WHO is working with countries to improve COVID-19 treatment and critical care capacities by providing guidance on clinical management and support to update protocols and train health workers. Along with partners, the organization is also delivering essential medical supplies, such as oxygen cylinders and has supported the manufacture and repair of oxygen production plants
The rise in cases comes amid inadequate vaccine supplies. The continent has vaccinated 52 million people since the start of the vaccine rollout in March this year, accounting for just 1.6% of the 3.5 billion people vaccinated worldwide. Only 18 million people in Africa are fully vaccinated, representing 1.5% of the continent’s population compared with over 50% in some high-income countries.
“The double barrier of vaccine scarcity and treatment challenges is seriously undermining effective response to the surging pandemic,” said Dr Moeti. “However, with the expected fresh vaccine shipments and strong preventive measures, we can still turn the tide against the virus.”
Additional vaccines supplies expected in the coming weeks and months will help shore up the vaccination rates. Around 190 million extra COVID-19 vaccine doses will be needed to fully vaccinate 10% of the Africa’s population by September 2021, with around 750 million more doses needed to fully vaccinate 30% by the end of 2021.

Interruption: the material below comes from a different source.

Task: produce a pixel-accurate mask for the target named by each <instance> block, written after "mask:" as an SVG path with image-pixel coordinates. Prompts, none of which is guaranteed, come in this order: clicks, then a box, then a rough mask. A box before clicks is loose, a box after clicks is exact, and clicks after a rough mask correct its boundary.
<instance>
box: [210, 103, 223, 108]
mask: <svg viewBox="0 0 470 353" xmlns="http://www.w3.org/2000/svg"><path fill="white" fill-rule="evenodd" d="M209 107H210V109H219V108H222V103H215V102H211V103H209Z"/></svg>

Dr Moeti spoke during a virtual press conference today facilitated by APO Group. She was joined by Hon. Dr Jean-Jacques Mbungani Mbanda, Minister of Public Health, Hygiene and Prevention, Democratic Republic of the Congo, and Dr Ishmael Katjitae, Physician Specialist, Ministry of Health and Social Services, Namibia.
Also on hand to answer questions were Dr Richard Mihigo, Coordinator, Immunization and Vaccines Development Programme, WHO Regional Office for Africa; Dr Thierno Balde, Team Leader, Operational Partnerships, WHO Regional Office for Africa; and Dr Nicksy Gumede-Moeletsi, Regional Virologist, WHO Regional Office for Africa.